GRECS delivers something the leaderboard cannot measure: an auditable recommendation. It produces explicit paths through a knowledge graph — “user liked Brand X; Brand X makes Item Y; Item Y is recommended” — that a product manager can read and a regulator can inspect. Embedding methods force a binary choice: trust the loss curve, or throw the suggestion out. With paths, the operator can argue with the specific relation that produced the ranking. That is the difference between a black-box score and a testable claim. Apparel boards that have spent eighteen months writing AI governance policies without a single auditable recommender finally have something to point at.

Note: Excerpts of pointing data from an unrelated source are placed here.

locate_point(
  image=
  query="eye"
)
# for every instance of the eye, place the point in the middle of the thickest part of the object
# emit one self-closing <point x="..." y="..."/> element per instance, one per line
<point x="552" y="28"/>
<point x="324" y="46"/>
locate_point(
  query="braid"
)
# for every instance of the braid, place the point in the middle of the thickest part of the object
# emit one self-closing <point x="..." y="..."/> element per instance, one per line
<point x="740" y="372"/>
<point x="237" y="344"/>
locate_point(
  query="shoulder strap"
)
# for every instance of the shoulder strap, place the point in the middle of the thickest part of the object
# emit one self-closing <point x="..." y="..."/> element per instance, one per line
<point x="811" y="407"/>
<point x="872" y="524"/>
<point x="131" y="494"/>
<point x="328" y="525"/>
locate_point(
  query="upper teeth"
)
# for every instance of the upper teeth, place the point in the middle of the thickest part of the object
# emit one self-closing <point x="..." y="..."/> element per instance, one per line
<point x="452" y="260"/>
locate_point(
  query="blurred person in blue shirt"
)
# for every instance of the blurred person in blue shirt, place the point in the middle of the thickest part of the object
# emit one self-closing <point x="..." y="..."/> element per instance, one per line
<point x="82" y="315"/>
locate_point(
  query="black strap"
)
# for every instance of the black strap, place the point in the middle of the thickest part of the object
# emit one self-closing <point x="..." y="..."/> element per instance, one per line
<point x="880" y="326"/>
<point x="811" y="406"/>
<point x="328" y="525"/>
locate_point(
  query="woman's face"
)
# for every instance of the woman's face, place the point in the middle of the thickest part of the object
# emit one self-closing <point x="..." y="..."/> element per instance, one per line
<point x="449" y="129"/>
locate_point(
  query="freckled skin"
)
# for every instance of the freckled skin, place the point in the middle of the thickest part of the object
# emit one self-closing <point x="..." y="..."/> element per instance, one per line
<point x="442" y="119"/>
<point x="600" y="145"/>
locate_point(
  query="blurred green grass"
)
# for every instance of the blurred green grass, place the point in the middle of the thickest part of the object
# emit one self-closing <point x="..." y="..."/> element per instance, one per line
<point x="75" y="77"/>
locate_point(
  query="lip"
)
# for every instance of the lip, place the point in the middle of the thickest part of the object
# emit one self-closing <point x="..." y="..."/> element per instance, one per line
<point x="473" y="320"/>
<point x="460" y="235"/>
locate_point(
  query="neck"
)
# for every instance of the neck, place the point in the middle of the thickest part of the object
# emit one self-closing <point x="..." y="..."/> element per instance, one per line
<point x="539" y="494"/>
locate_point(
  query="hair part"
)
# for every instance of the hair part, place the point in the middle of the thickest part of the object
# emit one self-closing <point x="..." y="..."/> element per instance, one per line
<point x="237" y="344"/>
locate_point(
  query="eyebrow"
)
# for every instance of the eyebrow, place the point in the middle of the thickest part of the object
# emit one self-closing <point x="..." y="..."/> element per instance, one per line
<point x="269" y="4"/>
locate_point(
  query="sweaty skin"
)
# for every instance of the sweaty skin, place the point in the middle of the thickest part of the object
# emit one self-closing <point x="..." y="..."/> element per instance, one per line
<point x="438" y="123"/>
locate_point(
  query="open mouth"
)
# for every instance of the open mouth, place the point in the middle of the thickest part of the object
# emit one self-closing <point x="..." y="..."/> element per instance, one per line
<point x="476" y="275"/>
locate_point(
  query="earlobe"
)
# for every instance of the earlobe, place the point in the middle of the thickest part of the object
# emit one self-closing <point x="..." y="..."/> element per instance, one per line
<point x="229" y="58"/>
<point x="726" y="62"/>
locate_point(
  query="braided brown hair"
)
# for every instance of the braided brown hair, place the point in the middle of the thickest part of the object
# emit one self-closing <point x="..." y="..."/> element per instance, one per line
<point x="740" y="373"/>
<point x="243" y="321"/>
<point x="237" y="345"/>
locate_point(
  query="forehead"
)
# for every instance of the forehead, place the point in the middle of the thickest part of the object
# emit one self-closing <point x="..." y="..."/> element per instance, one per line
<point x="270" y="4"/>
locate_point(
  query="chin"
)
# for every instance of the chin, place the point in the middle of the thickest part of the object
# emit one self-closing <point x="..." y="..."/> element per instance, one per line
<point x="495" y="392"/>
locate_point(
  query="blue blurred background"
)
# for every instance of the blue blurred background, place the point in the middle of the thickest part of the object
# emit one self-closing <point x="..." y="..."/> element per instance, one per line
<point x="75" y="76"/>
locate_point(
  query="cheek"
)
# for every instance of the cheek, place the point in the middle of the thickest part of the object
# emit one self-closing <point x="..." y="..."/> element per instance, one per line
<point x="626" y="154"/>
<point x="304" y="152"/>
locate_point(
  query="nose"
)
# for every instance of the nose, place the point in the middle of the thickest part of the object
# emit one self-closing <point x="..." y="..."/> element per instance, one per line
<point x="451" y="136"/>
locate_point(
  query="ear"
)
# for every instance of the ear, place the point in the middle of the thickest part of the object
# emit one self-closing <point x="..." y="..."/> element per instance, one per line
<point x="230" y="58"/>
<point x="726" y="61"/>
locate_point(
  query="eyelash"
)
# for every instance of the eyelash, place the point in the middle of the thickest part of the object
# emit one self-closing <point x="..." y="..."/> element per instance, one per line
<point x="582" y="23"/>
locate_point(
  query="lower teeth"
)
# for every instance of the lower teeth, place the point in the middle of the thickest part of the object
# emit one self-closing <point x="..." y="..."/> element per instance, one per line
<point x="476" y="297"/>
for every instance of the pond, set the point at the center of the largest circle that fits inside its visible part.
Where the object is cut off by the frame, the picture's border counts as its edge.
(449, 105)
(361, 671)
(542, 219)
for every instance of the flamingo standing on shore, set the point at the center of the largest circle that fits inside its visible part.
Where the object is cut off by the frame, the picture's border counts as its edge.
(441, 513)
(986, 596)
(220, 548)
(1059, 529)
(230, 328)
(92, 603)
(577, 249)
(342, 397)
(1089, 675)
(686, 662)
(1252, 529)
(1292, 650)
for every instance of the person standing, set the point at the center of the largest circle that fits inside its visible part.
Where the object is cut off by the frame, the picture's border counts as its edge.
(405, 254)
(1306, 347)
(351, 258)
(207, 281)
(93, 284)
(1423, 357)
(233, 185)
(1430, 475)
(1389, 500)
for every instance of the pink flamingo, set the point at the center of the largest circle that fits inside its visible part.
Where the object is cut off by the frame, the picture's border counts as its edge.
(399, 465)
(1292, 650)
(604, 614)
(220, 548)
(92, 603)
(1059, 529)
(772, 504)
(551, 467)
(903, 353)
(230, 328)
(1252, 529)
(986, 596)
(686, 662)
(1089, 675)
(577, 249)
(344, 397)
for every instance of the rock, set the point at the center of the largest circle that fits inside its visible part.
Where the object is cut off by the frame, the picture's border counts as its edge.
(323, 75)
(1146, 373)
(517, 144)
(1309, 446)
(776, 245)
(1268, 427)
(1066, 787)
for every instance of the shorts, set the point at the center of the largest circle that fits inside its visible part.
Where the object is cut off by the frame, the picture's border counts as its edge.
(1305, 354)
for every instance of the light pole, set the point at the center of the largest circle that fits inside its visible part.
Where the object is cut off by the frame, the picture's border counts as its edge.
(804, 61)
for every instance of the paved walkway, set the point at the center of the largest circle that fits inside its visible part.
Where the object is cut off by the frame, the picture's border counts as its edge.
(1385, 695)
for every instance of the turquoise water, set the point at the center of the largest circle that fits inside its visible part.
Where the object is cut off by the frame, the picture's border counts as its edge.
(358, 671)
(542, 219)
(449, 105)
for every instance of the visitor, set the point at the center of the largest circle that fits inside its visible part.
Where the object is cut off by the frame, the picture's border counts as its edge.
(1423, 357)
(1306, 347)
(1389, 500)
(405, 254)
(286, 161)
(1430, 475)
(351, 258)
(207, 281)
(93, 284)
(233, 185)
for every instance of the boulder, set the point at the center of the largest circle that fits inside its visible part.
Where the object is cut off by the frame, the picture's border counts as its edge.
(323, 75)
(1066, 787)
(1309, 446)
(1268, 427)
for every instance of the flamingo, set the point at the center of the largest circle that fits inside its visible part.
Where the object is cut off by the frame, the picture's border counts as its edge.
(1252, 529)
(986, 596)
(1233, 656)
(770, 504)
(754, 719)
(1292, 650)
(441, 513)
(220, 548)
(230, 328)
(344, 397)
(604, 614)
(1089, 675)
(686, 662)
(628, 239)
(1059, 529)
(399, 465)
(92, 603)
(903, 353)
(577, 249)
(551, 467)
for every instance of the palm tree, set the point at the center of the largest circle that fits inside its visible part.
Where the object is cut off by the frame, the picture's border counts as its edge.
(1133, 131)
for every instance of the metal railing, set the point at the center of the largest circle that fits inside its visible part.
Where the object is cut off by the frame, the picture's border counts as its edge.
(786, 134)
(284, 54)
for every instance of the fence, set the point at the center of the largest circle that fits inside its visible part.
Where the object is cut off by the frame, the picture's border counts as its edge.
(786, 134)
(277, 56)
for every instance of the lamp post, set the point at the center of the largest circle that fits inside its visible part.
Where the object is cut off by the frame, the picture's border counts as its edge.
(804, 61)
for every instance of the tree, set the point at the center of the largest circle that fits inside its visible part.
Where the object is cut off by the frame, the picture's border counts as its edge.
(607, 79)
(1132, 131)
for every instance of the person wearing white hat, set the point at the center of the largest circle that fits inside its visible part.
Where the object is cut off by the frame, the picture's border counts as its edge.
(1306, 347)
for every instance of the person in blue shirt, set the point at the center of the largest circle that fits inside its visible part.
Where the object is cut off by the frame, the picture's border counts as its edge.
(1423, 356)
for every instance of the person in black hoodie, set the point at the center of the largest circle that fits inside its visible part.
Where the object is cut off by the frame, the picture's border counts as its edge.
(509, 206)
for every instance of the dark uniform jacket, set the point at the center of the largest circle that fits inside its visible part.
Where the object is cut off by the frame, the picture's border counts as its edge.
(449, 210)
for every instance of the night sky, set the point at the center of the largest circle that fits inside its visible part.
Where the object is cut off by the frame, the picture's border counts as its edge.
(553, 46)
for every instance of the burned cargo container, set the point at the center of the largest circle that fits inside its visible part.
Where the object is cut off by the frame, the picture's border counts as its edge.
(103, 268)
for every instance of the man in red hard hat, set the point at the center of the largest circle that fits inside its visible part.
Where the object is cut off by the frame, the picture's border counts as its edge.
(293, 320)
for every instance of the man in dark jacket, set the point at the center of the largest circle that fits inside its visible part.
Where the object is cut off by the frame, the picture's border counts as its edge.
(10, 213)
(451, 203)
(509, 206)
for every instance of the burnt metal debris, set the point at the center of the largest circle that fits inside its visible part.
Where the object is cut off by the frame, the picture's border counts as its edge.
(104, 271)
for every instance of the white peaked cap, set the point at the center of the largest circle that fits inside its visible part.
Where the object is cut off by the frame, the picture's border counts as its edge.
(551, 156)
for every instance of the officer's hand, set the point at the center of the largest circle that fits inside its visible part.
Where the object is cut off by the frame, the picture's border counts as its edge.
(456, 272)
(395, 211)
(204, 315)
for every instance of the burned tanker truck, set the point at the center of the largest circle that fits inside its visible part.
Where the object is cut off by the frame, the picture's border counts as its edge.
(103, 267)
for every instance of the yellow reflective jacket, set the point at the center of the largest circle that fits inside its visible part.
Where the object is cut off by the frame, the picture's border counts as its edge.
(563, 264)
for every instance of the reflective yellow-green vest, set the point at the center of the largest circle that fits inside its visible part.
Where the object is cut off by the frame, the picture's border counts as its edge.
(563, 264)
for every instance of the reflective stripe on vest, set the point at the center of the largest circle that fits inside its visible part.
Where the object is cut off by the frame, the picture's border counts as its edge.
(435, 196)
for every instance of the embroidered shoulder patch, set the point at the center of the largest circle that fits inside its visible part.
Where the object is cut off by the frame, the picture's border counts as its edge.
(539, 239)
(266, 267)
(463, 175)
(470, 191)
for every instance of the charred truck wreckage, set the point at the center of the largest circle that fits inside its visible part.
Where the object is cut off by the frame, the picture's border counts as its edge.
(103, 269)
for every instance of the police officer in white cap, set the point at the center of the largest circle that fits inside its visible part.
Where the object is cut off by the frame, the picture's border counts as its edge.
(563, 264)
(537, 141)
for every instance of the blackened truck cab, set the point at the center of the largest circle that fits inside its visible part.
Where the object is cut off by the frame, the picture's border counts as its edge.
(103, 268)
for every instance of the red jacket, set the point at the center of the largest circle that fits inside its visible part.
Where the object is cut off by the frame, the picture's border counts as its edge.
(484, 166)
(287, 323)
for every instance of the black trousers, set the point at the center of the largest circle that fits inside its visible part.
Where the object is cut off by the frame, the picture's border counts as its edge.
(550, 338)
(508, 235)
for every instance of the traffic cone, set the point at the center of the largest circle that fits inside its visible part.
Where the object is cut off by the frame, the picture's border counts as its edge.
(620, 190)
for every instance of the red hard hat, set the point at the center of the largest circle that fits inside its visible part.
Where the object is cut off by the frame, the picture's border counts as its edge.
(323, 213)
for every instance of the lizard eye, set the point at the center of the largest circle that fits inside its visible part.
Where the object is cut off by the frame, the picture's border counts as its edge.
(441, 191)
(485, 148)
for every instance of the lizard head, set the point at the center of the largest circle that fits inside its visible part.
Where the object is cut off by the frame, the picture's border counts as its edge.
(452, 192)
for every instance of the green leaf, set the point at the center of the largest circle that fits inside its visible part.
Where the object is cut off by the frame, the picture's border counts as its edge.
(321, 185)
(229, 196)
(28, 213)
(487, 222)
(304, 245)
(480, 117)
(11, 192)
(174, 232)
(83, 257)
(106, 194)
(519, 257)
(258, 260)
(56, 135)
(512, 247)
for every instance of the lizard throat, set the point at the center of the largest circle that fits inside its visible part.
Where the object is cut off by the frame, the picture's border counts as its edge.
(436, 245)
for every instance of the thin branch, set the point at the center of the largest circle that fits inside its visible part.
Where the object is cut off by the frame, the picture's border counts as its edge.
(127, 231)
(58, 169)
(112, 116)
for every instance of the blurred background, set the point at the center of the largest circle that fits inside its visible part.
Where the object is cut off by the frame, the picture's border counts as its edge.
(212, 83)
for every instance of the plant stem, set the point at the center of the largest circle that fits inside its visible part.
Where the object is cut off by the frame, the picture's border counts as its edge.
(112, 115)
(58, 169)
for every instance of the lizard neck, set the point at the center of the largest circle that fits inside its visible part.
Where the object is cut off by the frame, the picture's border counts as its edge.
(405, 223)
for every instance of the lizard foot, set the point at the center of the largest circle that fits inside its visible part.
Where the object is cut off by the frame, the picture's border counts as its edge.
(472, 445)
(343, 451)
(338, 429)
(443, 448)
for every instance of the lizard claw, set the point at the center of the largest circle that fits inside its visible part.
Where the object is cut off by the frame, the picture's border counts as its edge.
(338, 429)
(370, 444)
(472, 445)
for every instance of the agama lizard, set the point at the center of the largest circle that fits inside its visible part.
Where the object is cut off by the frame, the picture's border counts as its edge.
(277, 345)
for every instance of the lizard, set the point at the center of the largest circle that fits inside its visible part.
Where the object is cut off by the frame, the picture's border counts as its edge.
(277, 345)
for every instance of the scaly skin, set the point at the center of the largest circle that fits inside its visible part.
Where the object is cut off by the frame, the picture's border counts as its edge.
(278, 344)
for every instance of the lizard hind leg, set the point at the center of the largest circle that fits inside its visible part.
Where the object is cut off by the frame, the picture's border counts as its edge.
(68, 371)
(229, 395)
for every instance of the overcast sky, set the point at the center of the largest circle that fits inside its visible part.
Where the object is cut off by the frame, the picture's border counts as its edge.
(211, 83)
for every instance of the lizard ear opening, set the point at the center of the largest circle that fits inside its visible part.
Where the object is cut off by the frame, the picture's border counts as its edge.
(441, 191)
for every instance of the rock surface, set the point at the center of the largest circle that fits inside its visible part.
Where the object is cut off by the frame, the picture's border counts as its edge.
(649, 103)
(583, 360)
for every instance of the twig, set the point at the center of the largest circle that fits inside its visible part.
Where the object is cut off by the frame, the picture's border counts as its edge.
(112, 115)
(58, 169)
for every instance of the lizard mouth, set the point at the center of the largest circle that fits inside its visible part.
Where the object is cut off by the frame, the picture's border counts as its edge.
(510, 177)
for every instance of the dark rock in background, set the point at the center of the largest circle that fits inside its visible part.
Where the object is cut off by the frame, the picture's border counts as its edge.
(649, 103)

The strongest objection is that GRECS only works if the knowledge graph beneath it is rich and clean. Sparse or inconsistent catalogue tags, with style codes mislabelled, attributes missing, and brand hierarchies flattened, degenerate the graph and make the paths trivial: user bought jeans, recommend jeans. The authors concede this indirectly: their null-embedding variant, which assumes no useful metadata, achieves 21 percent cold-item coverage on Beauty against 33 percent for the translation-embedding version. The objection holds, and its real content is an invoice for catalogue work apparel retailers have spent a decade postponing. The precondition for auditable cold-start recommendation is a catalogue ontology most of them have not yet built, and it is not going to build itself.

That caveat is not small.

If apparel retailers accept the premise that cold-start is a legibility problem and that opaque embeddings cannot remain a production default, the work moves upstream into taxonomy, attribution, and style-ontology design — the quietest and least-watched parts of a catalogue team. Those who invest there will, for the first time, be able to defend a recommendation in writing. The retailers that do not will still be shipping suggestions they cannot explain to a shopper, a buyer, or a regulator, and still calling the result “personalisation.” If governance pressure continues at its current rate, that word is going to have to mean something a retailer can read out loud.